Burned out on life?

Outshined

Well-known member
I feel like I'm aimlessly wondering and stumbling my way through life, and just wasting time hoping that eventually things will turn around and pay off. I'm going through college with no real ambition or pride in myself. I'm not even sure when I graduate if I'll get a decent job with my SA and all. Without trying to sound lame, the one thing that makes me happy is playing my guitar, and I could only dream that it would actually take me somewhere. I'm not old, and I'm already getting tired and burned out with life. I know it's not normal to feel this hopeless or pessimistic, and I'm trying not to... Anyone else ever feel like this?
 

Lexmark

Well-known member
Yeah sometimes
I definetly have no ambition but it never really bothers me with most things.
When theres things that need to be done and i just dont giv a shit about myself enough to do them then it gets a bit depressing.
Even small things like washing my clothes and i just CBF
Its like something in my head just goes why bother its to hard kinda thing
Maby im just really lazy or maby its depression
I just dont know coz i have no idea who i am
 

worrywort

Well-known member
yea, all the time! but I dunno, sometimes I like to think that every human being is way more important than they think....that we're all having much larger affects on our surroundings than we realise.....so maybe one of the most important things you could do right now is to keep fighting your own battles, because who knows how the world might use you....if you keep fighting, you might find solutions to some of your problems...solutions that may not be of any use to most people in the world, but I bet there could be a select few on this website that would be eternally grateful for them.
 

autumn_82

Well-known member
Outshined said:
I feel like I'm aimlessly wondering and stumbling my way through life, and just wasting time hoping that eventually things will turn around and pay off. I'm going through college with no real ambition or pride in myself. I'm not even sure when I graduate if I'll get a decent job with my SA and all. Without trying to sound lame, the one thing that makes me happy is playing my guitar, and I could only dream that it would actually take me somewhere. I'm not old, and I'm already getting tired and burned out with life. I know it's not normal to feel this hopeless or pessimistic, and I'm trying not to... Anyone else ever feel like this?
Hey Outshined, I feel the same way you do. I'm still getting through college, but without any idea of what to do afterwards. That stresses me out because I have student loans, and I need a job that pays enough that I can pay the bills. I have no idea what career I'd like, and at this point it seems there isn't one out there for me.
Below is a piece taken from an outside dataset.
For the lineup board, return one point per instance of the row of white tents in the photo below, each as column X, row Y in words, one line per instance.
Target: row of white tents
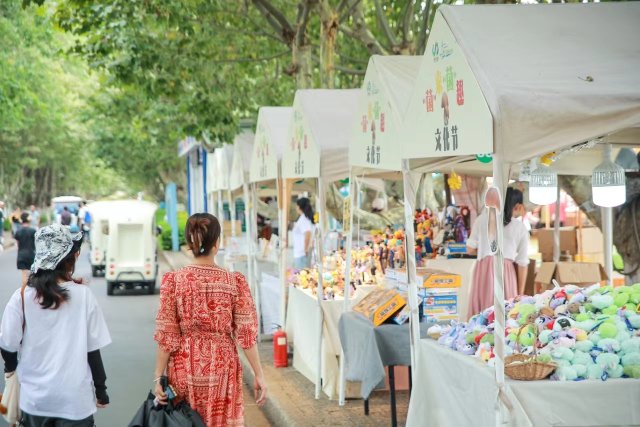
column 515, row 81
I have a job now that I wouldn't want to do full-time, and it's been that way with all of my job experiences so far. I try to remind myself that I haven't experienced all that's out there, and that I'll find something eventually. But I've been struggling for so long I feel that it's never going to end. I see everyone else my age graduated with jobs/families, and it gets frustrating. I have thought about trying another antidepressant, because some of my ultra-pessimistic feelinlgs are probably due to depression. I too have felt burnt out on life, simply because it's been hopeless for so long. I don't know what to say. Just keep on trying....hopefully someday it'll improve.
 

Outshined

Well-known member
Thanks for the replies. Yeah, I don't know what I want for a career. When people ask me my major, I almost cringe thinking about how I'm going to college because it's the thing to do. Life feels like one compromise after the other, and I really hope my career doesn't end up as just one more compromise. The last thing I want to be is some depressed, office zombie the rest of my life. It feels good to know you're doing something real and true to yourself. I know sitting around won't solve anything, but it's so fucking rough trying to break out of this cycle. I feel better knowing there's others in the same boat, and I hope things work out for you all too.